Juiz do Trabalho no TRT-RS. Mestre em Direito das Relações Sociais pela UFPR. Especialista em Direito do Trabalho pela UDELAR (Montevideo-Uy) e pela Unibrasil (Curitiba-PR). Professor da disciplina de Direito do Trabalho III da Femargs – Escola da Magistratura do Trabalho do RS. Professor convidado em cursos de pós-graduação em diversas instituições. Vice-Presidente da Academia Sul-Rio-Grandense de Direito do Trabalho – ASRDT. Presidente da Associação dos Magistrados da Justiça do Trabalho da 4ª Região – Amatra-IV.
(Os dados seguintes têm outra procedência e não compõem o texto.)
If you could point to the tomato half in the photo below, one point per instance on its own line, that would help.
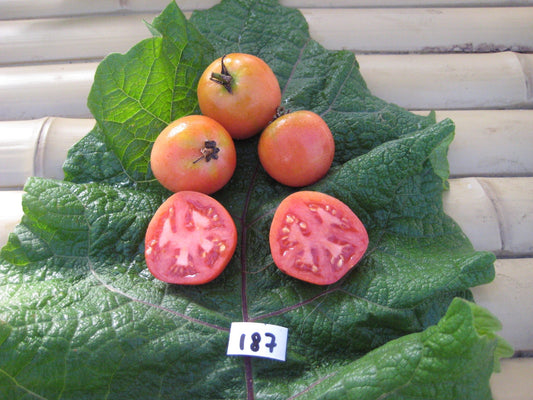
(316, 237)
(297, 149)
(241, 92)
(194, 153)
(190, 239)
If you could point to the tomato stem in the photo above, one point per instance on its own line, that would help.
(209, 151)
(223, 78)
(280, 111)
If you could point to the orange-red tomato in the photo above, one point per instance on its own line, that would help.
(241, 92)
(190, 239)
(316, 238)
(297, 148)
(194, 153)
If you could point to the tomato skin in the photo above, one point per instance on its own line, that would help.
(190, 239)
(255, 94)
(316, 238)
(177, 160)
(297, 149)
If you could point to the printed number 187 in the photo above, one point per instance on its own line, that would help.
(256, 339)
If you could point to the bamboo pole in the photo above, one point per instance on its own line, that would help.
(487, 143)
(20, 9)
(361, 30)
(428, 81)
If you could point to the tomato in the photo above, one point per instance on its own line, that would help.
(316, 237)
(190, 239)
(241, 92)
(194, 153)
(297, 148)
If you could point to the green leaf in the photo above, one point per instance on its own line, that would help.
(81, 317)
(442, 362)
(135, 95)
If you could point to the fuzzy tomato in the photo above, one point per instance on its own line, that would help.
(194, 153)
(316, 237)
(241, 92)
(190, 239)
(297, 148)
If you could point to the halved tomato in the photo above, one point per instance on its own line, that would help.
(317, 238)
(190, 239)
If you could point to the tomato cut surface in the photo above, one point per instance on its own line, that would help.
(190, 239)
(316, 237)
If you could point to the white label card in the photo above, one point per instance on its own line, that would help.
(257, 340)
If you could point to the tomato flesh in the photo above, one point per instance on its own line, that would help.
(316, 238)
(190, 239)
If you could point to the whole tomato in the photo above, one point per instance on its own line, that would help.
(241, 92)
(193, 153)
(297, 148)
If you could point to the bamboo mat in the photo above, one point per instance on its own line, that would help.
(471, 61)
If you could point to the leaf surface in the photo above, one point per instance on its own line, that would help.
(82, 318)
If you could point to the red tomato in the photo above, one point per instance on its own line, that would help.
(190, 239)
(241, 92)
(316, 237)
(194, 153)
(297, 148)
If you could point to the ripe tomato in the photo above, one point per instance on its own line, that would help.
(316, 237)
(190, 239)
(241, 92)
(194, 153)
(297, 148)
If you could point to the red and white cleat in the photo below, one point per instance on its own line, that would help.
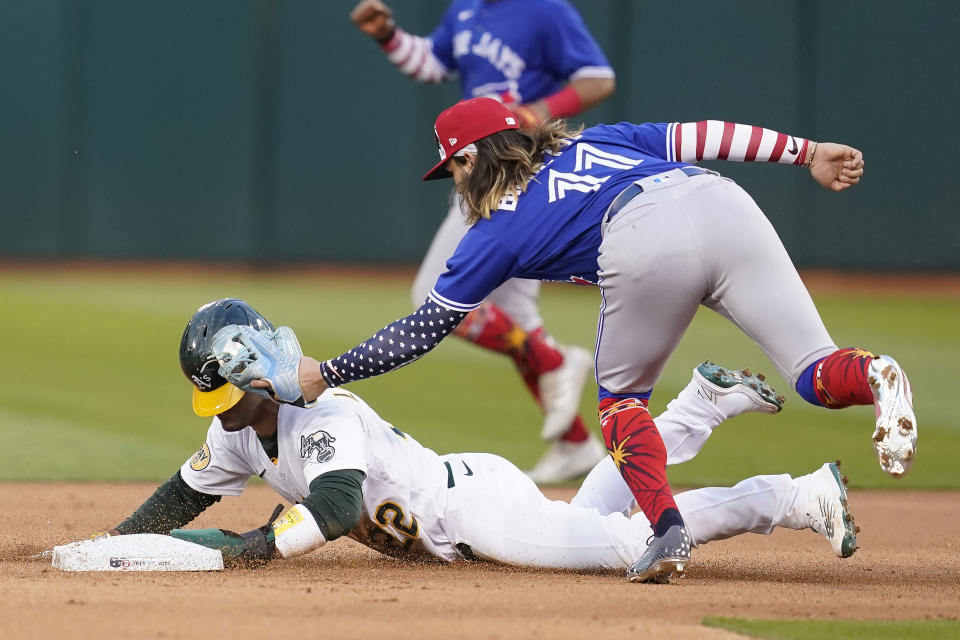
(895, 437)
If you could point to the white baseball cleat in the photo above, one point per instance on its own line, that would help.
(665, 557)
(567, 460)
(560, 391)
(735, 392)
(822, 505)
(895, 437)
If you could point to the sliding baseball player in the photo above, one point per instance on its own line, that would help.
(348, 472)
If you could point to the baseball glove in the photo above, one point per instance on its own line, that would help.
(246, 354)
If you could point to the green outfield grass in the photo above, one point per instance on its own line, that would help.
(840, 629)
(93, 391)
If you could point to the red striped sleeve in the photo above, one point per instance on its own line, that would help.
(803, 153)
(701, 138)
(726, 140)
(778, 147)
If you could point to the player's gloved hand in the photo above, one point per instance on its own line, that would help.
(375, 19)
(246, 354)
(245, 550)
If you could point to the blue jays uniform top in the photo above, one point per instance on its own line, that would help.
(516, 50)
(553, 230)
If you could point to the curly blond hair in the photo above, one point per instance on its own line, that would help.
(505, 163)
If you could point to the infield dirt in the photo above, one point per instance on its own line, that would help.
(908, 568)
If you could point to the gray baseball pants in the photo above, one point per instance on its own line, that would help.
(687, 241)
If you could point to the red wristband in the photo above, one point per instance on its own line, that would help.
(563, 103)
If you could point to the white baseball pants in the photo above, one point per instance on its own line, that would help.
(499, 512)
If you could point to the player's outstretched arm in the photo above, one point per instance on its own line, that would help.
(172, 505)
(578, 96)
(413, 55)
(375, 19)
(834, 166)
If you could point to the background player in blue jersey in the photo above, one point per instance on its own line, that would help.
(622, 207)
(539, 59)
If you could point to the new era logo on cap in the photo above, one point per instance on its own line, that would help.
(463, 124)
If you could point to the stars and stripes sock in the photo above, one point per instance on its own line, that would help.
(838, 380)
(638, 451)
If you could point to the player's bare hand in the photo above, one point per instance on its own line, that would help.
(836, 166)
(311, 380)
(374, 18)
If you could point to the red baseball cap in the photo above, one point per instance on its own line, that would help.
(463, 124)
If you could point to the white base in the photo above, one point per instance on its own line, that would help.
(137, 552)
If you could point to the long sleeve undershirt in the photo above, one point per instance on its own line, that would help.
(397, 344)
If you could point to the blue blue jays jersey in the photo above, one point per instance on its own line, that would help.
(552, 230)
(516, 51)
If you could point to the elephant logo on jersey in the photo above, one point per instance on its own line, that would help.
(201, 458)
(319, 442)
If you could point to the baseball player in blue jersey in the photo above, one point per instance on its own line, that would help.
(349, 472)
(539, 59)
(621, 206)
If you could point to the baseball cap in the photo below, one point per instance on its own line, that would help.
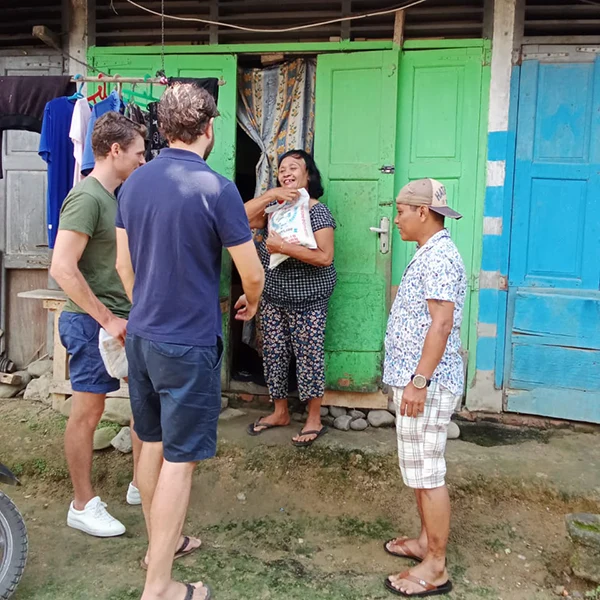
(427, 192)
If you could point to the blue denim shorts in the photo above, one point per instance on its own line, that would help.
(79, 335)
(175, 393)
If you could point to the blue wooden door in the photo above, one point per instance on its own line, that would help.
(552, 366)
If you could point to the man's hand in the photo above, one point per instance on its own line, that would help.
(117, 327)
(274, 243)
(413, 401)
(245, 310)
(283, 194)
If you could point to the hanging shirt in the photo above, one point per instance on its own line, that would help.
(23, 99)
(79, 126)
(56, 148)
(113, 102)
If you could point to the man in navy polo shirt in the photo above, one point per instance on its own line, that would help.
(174, 218)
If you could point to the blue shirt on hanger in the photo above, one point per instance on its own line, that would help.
(56, 148)
(112, 102)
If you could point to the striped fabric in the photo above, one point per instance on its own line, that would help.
(422, 440)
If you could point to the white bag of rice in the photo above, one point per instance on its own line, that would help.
(291, 220)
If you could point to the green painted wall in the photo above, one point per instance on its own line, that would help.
(356, 105)
(431, 113)
(441, 133)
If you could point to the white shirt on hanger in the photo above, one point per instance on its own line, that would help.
(79, 124)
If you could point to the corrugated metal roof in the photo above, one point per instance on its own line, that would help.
(118, 22)
(561, 18)
(18, 19)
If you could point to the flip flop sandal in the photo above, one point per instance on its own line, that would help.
(258, 423)
(183, 551)
(406, 551)
(318, 434)
(428, 588)
(191, 589)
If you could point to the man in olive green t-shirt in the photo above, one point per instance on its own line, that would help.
(84, 265)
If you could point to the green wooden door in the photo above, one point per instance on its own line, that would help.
(441, 134)
(355, 131)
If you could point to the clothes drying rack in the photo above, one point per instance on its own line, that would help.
(102, 80)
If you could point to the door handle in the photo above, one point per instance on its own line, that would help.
(384, 235)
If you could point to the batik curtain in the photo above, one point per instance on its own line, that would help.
(277, 110)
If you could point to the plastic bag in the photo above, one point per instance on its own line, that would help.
(291, 220)
(113, 355)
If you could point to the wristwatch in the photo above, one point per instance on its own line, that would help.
(420, 381)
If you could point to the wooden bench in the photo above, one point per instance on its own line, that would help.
(54, 301)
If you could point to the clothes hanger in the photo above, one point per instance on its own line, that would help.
(77, 95)
(101, 94)
(143, 98)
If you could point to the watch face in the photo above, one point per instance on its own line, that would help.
(420, 382)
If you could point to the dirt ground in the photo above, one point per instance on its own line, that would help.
(282, 524)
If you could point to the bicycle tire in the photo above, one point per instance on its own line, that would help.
(13, 562)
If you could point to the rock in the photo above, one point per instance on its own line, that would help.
(380, 418)
(117, 410)
(357, 414)
(584, 529)
(359, 425)
(231, 413)
(343, 422)
(585, 563)
(10, 391)
(337, 411)
(122, 441)
(40, 367)
(453, 431)
(38, 390)
(103, 437)
(328, 420)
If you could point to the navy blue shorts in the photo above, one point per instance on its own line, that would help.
(175, 393)
(79, 335)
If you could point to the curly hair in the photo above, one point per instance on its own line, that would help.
(184, 112)
(114, 128)
(315, 186)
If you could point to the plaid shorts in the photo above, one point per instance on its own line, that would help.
(422, 440)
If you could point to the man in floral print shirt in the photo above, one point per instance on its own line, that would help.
(425, 371)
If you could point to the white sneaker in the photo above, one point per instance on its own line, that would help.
(94, 519)
(133, 495)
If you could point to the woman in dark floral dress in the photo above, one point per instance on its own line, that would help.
(293, 311)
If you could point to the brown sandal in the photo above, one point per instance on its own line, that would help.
(183, 551)
(428, 588)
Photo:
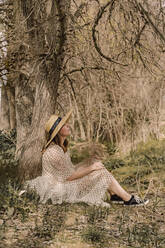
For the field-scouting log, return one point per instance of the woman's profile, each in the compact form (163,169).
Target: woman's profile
(61,181)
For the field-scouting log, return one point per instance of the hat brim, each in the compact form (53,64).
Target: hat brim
(59,126)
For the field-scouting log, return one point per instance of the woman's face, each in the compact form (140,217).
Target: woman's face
(65,130)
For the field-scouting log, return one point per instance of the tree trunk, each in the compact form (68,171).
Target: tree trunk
(39,64)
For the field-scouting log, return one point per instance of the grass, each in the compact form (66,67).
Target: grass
(25,223)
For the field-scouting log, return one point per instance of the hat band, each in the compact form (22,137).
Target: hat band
(55,125)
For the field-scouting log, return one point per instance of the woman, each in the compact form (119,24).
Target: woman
(61,182)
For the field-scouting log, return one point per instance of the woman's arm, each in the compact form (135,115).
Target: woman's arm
(83,171)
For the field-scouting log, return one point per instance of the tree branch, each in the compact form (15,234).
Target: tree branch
(98,17)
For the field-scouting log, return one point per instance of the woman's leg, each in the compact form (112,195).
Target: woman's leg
(115,188)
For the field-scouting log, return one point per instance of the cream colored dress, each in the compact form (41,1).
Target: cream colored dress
(56,168)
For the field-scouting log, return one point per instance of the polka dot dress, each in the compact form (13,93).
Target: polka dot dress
(56,168)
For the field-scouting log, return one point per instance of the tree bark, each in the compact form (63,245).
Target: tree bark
(5,121)
(39,66)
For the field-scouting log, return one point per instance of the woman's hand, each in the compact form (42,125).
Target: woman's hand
(97,166)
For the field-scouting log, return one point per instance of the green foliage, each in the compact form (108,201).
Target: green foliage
(8,164)
(95,235)
(53,220)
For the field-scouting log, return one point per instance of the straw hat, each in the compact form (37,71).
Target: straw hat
(54,124)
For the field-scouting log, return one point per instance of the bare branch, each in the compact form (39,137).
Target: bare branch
(98,17)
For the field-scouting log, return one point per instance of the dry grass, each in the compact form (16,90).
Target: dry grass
(26,223)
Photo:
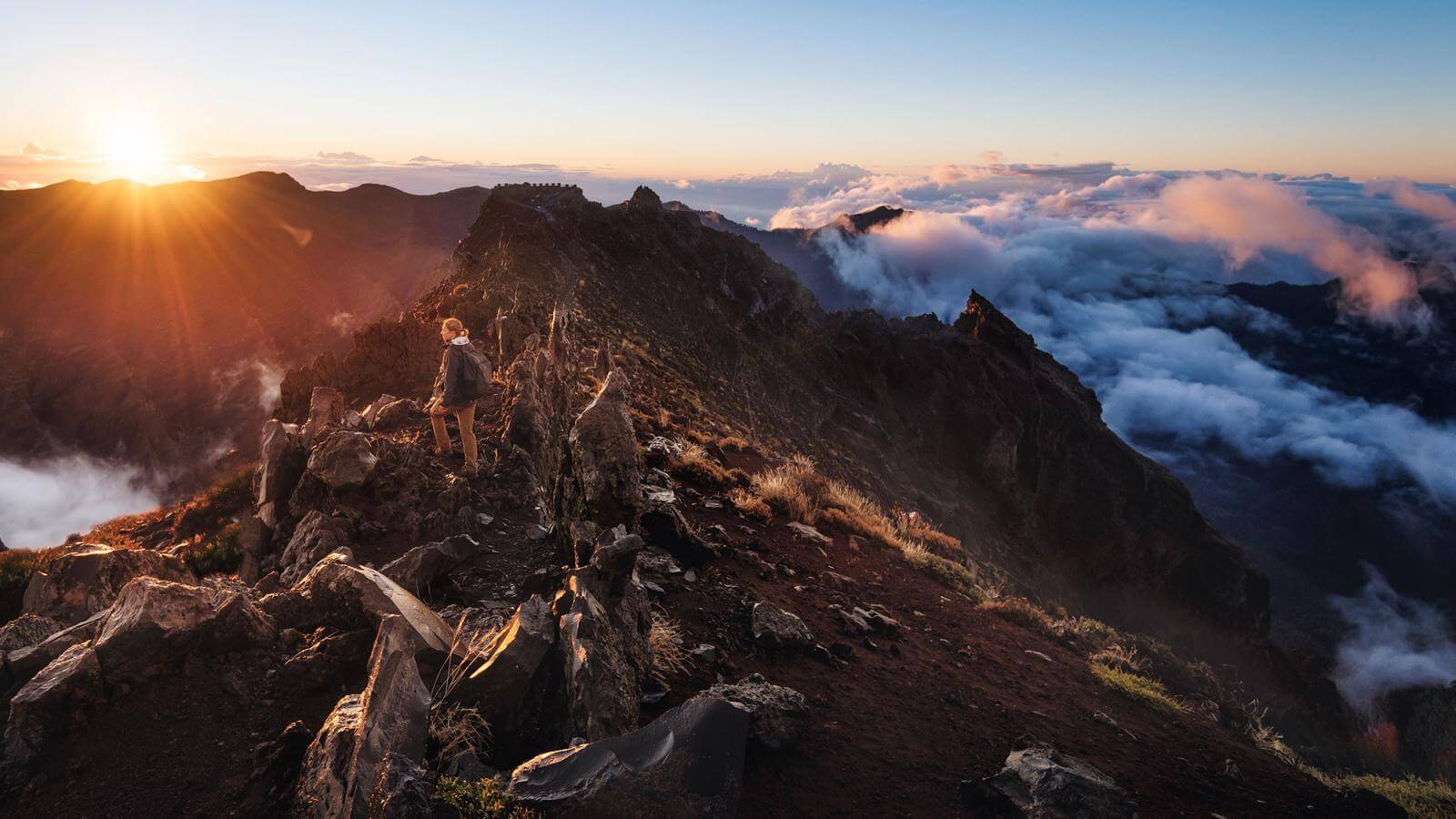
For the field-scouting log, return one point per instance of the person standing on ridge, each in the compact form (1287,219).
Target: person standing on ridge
(463,376)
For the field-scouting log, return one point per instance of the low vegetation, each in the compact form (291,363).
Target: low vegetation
(664,639)
(484,799)
(220,554)
(801,493)
(1136,687)
(695,465)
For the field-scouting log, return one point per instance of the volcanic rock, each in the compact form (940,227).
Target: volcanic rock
(779,629)
(344,460)
(604,458)
(1041,782)
(778,716)
(280,465)
(421,566)
(688,763)
(325,410)
(603,643)
(86,581)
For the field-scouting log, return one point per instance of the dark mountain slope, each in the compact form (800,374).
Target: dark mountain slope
(138,321)
(970,423)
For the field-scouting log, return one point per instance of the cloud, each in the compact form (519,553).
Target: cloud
(1441,207)
(1394,643)
(36,152)
(1251,216)
(1133,305)
(44,501)
(344,157)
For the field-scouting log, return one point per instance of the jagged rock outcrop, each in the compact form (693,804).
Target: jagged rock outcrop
(1041,783)
(155,622)
(315,537)
(281,462)
(87,579)
(603,624)
(339,592)
(327,407)
(778,629)
(347,761)
(688,763)
(421,566)
(344,460)
(778,716)
(48,705)
(604,460)
(511,687)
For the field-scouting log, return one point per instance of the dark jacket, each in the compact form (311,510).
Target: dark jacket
(450,382)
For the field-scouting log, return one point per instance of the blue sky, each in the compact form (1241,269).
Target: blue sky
(696,89)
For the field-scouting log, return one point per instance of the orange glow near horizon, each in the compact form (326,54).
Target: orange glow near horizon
(133,150)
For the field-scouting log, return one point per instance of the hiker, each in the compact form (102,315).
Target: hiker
(463,375)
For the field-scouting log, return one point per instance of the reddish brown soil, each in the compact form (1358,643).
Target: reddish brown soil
(895,729)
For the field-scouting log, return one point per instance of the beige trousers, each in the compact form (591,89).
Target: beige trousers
(465,416)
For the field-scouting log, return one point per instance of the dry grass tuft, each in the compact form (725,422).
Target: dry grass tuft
(664,639)
(693,465)
(456,729)
(1138,687)
(750,504)
(468,651)
(734,443)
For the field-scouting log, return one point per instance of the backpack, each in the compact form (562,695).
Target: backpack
(475,372)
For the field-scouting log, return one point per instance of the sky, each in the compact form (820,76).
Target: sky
(693,91)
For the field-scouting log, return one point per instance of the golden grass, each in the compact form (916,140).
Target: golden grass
(484,799)
(1138,687)
(734,443)
(456,729)
(664,640)
(750,504)
(693,465)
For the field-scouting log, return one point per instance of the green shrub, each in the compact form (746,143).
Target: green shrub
(1138,687)
(222,554)
(484,799)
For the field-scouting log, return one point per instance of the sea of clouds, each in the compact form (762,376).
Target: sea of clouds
(1120,276)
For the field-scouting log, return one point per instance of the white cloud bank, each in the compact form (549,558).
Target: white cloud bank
(43,503)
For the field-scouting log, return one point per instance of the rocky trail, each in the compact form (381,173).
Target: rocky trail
(618,617)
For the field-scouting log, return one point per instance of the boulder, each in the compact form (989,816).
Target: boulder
(779,629)
(26,630)
(660,450)
(395,414)
(25,663)
(778,716)
(1041,782)
(87,579)
(315,537)
(688,763)
(327,662)
(371,411)
(603,643)
(47,707)
(421,566)
(339,592)
(280,465)
(325,411)
(604,460)
(344,460)
(347,760)
(325,774)
(155,622)
(510,685)
(664,526)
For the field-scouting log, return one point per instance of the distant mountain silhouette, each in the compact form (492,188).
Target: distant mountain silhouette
(135,319)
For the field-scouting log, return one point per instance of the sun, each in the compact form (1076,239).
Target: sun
(133,150)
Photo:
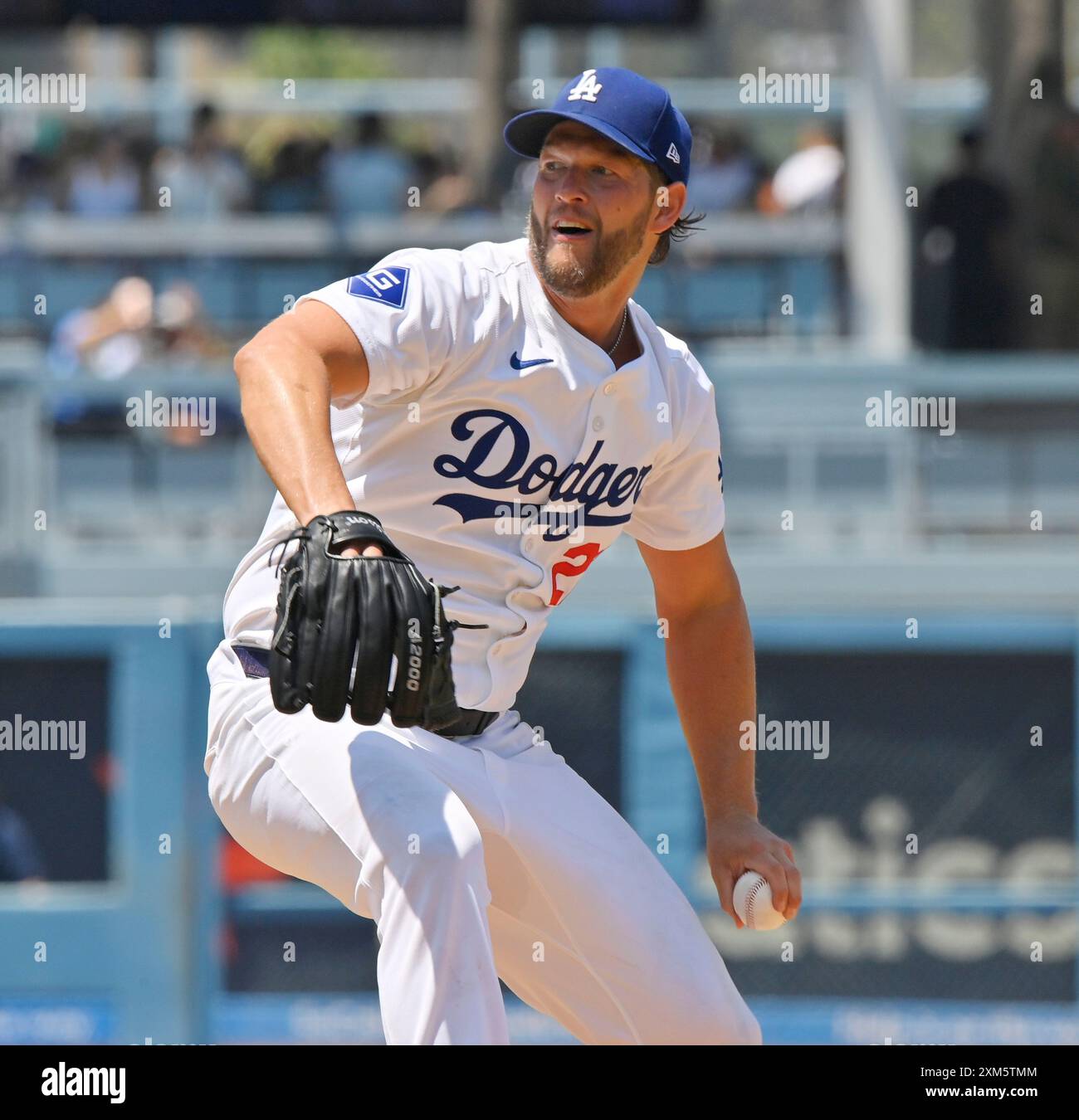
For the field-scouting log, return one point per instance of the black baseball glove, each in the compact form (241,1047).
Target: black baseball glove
(341,618)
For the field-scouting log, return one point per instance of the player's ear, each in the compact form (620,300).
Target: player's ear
(670,201)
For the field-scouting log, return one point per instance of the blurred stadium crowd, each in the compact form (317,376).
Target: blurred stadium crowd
(364,170)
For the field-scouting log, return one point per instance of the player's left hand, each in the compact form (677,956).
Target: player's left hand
(739,842)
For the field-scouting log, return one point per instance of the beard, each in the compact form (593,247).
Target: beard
(610,256)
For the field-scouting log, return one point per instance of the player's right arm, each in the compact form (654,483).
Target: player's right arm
(288,373)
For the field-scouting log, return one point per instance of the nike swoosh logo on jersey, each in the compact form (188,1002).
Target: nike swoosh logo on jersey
(518,364)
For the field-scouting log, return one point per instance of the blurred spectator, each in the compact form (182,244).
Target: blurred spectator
(294,185)
(205,179)
(105,183)
(106,341)
(365,175)
(726,173)
(810,179)
(20,860)
(1056,230)
(181,329)
(964,256)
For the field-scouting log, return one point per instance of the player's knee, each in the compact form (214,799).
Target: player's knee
(446,847)
(729,1026)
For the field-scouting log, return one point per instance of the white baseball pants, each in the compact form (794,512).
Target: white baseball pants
(477,858)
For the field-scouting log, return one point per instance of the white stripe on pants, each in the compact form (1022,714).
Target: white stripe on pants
(477,858)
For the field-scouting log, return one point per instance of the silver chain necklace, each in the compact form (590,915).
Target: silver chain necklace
(625,316)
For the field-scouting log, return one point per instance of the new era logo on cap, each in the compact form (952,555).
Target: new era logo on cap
(621,105)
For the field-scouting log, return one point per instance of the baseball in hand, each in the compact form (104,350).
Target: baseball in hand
(753,903)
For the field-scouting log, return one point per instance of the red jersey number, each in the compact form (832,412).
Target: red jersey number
(586,553)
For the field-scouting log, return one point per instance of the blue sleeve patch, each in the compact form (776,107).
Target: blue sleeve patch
(383,285)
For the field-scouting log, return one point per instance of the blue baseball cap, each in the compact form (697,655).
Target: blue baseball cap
(623,106)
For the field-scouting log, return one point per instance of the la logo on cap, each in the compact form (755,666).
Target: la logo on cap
(586,89)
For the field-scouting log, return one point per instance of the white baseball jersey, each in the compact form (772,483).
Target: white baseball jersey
(501,450)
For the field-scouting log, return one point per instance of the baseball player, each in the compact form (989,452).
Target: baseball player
(455,438)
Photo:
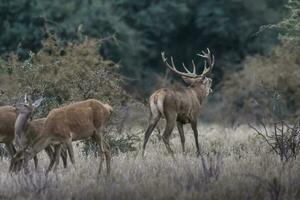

Cinthia Machado de Oliveira

Juíza do Trabalho no TRT-RS. Mestre em Direito do Trabalho pela Faculdade de Direito da Universidade de São Paulo (USP). Professora em curso de Graduação e Pós-graduação em Direito.

CAPÍTULO III

DA PROTEÇÃO DO TRABALHO DA MULHER

SEÇÃO I

Da Duração, Condições do Trabalho e da Discriminação contra a mulher

Em seu nascedouro, no século XIX, os movimentos operários possuíam como grandes pautas positivas a imposição de padrões de jornada, de segurança e de salário. A estas acompanhavam reivindicações negativas, de limitação de trabalho de menores e de mulheres. A par do grande avanço na Questão Operária, e sempre repaginados pela força da História, todos os pleitos permanecem em nosso tempo, objetos de políticas públicas, leis e reivindicações sindicais. A pauta, no entanto, em que se nota maior mutação diz respeito ao tema objeto destes comentários. Isso porque a trajetória do Direito do Trabalho confunde-se com a da emancipação feminina e, desde a primeira metade do século XIX as pautas transmudam-se para o paradigma de plena inserção das mulheres no mercado de trabalho e combate a possíveis discriminações.

O capítulo III do Título II da CLT (Das Normas Gerais de Tutela do Trabalho) demonstra o momento de transição entre os dois paradigmas do trabalho feminino. Busca unir dois tempos históricos, dois modelos sociais. De um laudo apresenta artigos – em sua maioria já revogados – de restrições laborais a mulheres, baseadas unicamente em condição de gênero. De outro, traz regras relativamente modernas tendentes à plena inserção no mercado laboral, combate a práticas discriminatórias e proteção da maternidade.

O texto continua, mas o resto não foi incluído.